Empty Fridges As Lebanon Economic Crisis Bites
Lebanon's economic crisis has led to a collapse of the local currency and purchasing power, plunging whole segments of society into poverty as exemplified by near-empty fridges in many households.
Earlier this year, Lebanon defaulted on its debt and, while the peg to the dollar remains unchanged, the pound has since nosedived on the black market.
In a country so heavily reliant on imports, the blow is huge and thousands of businesses were doomed even before the coronavirus lockdown shuttered the economy.
Prices have soared almost as fast as the currency has plummeted, meaning that a salary of one million pounds is now worth around $200, instead of almost $700 last year.

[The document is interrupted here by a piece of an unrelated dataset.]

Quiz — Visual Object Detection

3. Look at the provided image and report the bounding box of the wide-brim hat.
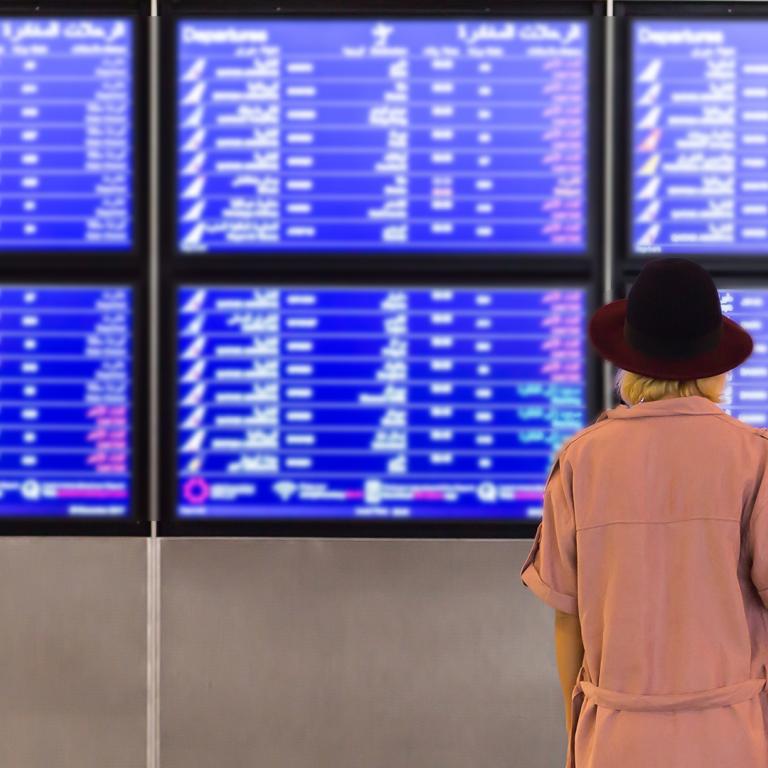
[589,259,753,381]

The crisis is sounding the death knell of a middle class that is sliding into the half of the population the World bank now estimates lives under the poverty line.
A far cry from the country's erstwhile image as the "Switzerland of the Middle East" fabled for its nightlife and entrepreneurial genius, a class of destitute Lebanese is emerging across the country.
AFP photographers spent several days in June visiting people's homes in the main cities of Beirut, Tripoli, Byblos, Jounieh and Saida to ask them how they managed to put food on the table.
Those who accepted to be photographed posed in front of open refrigerators whose bare shelves often hinted at the leanest of diets.
Holding her fridge door open, Fadwa Merhebi explains she already downsized once because she could not afford enough food to fill it up.
Now it contains only a bottle of mineral water and two cucumbers.
"If there were smaller fridges on the market, I would sell this one and buy a smaller one," says the 60-year-old, who lives alone in a tiny flat in Tripoli.
"At least I could use the money to buy something to eat."